Of The Month –August, 2009
Should You sell- Get Out Of Your Mutual Fund?
Clearly, one
of the mistakes investors make is buying whatever mutual fund that
did well in the last 3 months, one year. Should you sell – get
out? You have to go back to the beginning --- You should decide
what would cause you to sell a fund before you buy into it. This
will help you to avoid quick “sell” decisions that could hurt you in
the long run.
A survey by
Boston based Eaton Vance Management states that “only about one in
four investors has ever redeemed or sold a fund because of poor
performance.
Its not that
you should never trash a fund but there are some questions you
should ask before you do. There is no one magic formula but there
are some things you should consider when making your decision.
Rule#1:
Have a good reason to get out.
1.
The fund
consistently has poor performance.
One poor quarter of performance
does not indicate you have a bad fund; even one year. Some experts
say you should look at the record over several different periods
before selling. Some say that if a fund has under performed its
peer group average (benchmarking) by two points in 3 years or 3
points in 5 years, it may be time to sell. Another expert says you
should get out if your fund has under performed similar portfolios
for three years. Compare your fund’s performance with similar
funds, the average of fund’s with the same investment objective,
and indexes (S&P 500, Wilshire 5.000, etc). Make sure you measure
its returns carefully, check benchmarks. You can call your fund and
ask for the appropriate benchmark. One thing to consider is that it
may be the investment style rather than the fund that is temporarily
out of favor. Just about everybody’s advice is: sell when
performance lags. Some say it is time to look for alternatives when
it lags for 4 straight quarters. Your fund should rank consistently
in the top half of its group.
2.
The style of the
fund has changed.
Make sure you are getting what you signed on for when you purchased
in to the fund. In some cases, a fund may find that its usual
strategy isn’t working and it may shift to a more trendy approach.

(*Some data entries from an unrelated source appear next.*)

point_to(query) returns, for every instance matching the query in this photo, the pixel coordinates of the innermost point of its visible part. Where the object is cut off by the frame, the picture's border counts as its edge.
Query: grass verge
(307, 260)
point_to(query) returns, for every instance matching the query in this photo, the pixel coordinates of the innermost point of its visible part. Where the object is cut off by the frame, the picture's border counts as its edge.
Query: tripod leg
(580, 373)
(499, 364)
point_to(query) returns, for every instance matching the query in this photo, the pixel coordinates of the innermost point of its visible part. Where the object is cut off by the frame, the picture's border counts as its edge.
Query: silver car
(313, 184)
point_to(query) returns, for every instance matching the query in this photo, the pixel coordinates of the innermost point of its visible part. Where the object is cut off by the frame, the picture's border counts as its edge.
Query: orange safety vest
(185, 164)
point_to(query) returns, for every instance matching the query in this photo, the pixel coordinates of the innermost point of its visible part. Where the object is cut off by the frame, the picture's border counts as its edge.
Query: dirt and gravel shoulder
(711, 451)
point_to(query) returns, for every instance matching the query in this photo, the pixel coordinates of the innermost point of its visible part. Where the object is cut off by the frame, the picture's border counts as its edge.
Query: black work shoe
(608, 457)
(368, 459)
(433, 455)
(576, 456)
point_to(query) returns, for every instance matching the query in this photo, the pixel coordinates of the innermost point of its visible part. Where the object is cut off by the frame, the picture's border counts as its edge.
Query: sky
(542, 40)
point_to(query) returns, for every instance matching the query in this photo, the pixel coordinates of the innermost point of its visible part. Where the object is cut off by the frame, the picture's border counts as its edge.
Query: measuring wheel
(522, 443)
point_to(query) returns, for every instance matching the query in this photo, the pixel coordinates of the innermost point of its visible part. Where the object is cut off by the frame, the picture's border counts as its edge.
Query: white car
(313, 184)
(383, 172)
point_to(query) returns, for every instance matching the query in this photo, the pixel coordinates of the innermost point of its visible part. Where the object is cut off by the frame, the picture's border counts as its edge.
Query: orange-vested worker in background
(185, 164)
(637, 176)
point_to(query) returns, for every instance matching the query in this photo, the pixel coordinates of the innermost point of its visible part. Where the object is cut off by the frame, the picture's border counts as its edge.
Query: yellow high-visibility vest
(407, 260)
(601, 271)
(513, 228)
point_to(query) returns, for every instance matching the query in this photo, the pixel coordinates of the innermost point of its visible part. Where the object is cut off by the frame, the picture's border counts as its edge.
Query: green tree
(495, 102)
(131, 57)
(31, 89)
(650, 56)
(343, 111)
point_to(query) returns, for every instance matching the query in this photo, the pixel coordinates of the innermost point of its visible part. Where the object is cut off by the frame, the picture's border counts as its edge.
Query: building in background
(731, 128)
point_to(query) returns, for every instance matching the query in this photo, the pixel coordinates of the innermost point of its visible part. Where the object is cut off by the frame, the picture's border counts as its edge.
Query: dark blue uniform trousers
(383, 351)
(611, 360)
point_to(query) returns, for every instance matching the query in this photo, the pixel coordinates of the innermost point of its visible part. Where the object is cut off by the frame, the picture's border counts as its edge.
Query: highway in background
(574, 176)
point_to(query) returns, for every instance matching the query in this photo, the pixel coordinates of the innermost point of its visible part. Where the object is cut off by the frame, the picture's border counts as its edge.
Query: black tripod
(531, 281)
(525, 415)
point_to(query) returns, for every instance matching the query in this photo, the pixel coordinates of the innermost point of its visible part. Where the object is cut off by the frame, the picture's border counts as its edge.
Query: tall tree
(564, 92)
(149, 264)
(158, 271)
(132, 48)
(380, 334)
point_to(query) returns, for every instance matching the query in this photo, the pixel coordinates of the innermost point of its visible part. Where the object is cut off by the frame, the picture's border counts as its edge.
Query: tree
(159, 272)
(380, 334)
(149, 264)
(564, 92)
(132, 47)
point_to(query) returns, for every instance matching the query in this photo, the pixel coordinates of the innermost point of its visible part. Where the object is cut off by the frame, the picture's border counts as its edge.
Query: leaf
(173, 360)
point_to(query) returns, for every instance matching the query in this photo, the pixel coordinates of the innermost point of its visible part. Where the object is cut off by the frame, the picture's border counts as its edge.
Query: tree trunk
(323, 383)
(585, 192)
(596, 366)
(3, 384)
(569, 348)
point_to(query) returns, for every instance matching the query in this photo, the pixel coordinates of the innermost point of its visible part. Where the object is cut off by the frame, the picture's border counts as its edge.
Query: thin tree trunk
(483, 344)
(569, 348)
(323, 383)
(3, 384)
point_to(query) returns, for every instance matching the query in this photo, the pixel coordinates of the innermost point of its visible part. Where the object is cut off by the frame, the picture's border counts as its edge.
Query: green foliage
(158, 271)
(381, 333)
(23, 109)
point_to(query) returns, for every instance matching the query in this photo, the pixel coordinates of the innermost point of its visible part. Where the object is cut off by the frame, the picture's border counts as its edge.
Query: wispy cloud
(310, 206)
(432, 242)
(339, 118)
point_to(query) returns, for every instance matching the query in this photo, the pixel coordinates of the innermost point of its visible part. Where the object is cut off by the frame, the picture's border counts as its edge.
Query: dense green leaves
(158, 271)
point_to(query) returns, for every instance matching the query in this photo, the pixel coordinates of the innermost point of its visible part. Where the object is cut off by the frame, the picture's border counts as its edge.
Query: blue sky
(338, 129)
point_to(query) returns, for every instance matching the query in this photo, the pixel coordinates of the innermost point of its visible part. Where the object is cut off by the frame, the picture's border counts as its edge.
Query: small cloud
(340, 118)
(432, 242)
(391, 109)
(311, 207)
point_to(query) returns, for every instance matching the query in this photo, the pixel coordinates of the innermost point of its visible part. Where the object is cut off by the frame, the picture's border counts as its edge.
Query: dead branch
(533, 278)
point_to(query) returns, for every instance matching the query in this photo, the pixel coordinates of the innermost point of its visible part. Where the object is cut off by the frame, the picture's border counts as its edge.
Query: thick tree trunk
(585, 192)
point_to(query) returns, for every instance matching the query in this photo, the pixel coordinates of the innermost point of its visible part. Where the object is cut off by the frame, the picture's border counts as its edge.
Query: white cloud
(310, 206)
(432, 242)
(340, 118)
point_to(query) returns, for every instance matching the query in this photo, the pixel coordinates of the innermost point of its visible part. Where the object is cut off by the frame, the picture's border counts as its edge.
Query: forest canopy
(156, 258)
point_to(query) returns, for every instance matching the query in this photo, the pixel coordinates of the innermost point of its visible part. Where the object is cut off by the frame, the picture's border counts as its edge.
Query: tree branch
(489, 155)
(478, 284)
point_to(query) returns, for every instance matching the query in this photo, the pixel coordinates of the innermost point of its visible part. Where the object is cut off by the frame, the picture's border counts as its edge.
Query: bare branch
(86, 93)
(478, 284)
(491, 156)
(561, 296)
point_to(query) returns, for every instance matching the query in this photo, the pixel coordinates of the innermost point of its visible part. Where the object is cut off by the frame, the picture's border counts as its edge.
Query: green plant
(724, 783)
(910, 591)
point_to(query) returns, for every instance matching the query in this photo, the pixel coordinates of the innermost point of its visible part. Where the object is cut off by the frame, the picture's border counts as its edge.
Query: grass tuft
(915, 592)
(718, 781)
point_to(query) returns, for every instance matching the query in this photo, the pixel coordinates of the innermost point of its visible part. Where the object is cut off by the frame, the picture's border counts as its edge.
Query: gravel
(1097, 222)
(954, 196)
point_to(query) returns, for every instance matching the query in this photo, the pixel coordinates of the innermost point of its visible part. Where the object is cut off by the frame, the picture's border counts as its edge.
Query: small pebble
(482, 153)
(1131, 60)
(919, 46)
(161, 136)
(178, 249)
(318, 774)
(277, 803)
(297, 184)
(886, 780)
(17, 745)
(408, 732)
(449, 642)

Sometimes a fund may get flooded with assets and begin to increase
the size of the typical companies in which the invest. You can
check with a mutual fund rating service like Morningstar to see if a
fund is changing its investment philosophy.
3.
The funds new
manager fails to make the grade. One expert says, “Fund management is a people
business and the person or group managing is key.” Some experts say
you should seriously consider getting out when a fund changes its
manager. Some feel that is too hasty and that you should look at
its performance a little more closely. You don’t have to assume
that the new manager will fail. One expert suggests that you dump
the fund if it lags its peers by at least 3 percentage points over
18 months. A change in manager doesn’t mean you should opt out
immediately.
4.
Problems within the
fund. If other
investors are bailing out in droves, that is usually a symptom of
serious problems at the fund. This can happen when a star manager
leaves the fund. In some cases, shareholders are hit with losses
when he/she leaves in order to meet redemptions caused by the
departure.
5.
Sell to make up for
a mistake. You
may have purchased a fund because it qualified under your original
guidelines or criteria. But, unaccountably it may fail to live up
to your expectations. Some experts say that you shouldn’t hold on
too long just to see that it would. Investing is an imperfect
science.
6.
It isn’t tax
efficient. Some
investors remember the pain of 2000---a year when many funds passed
along significant capital-gain hits. If you are consistently losing
big chunks of your gains to Uncle Sam, you might want to get out of
funds that generate big tax bills and into tax-efficient
alternatives, which use tactics like low portfolio turnover to
create less tax liability for their shareholders. Alternatively, be
sure to hold funds that aren’t tax efficient in tax-exempt accounts
like an IRA.
7.
It keeps you up
at night. Mutual
funds are not supposed to have you tossing and turning and losing
sleep at night. Christine Benz, editor of Morningstar’s Fund
Investor newsletter states, “You need to ask yourself, are you
compatible with this fund. If this is a gut-wrenching time for you,
then the fund might be too volatile.”
8.
Review your
portfolio of funds.
Every year take a look at what you have. As you review your
holdings, ask yourself this question-- “If I didn’t already own this
fund, would I place an order and buy it today?” If the answer is no
and the reason is because of your goals, risk tolerance or other
personal circumstances have changed, you have a strong sell
candidate.
9.
A sudden jump in
expenses. You
need to keep an eye on whether the fund’s expenses are in line with
similar funds. Even though the fund’s expenses may be competitive
when you bought it, expenses change.
10.
Rebalancing you
portfolio. This
can be a hard decision because it may require you to sell some
shares of your better-performing funds, and put that money in funds
that have not performed as well recently, though they may have good
long-term records. Rather than selling the fund entirely, however,
just trim enough shares to keep the portfolio balanced across the
asset classes you originally chose.
The
advice that professionals give is “buy and hold” but it is not “buy
and hold forever.”
Don’t be too quick to sell but don’t fall in love with it forever,
either. Don’t be afraid to admit defeat.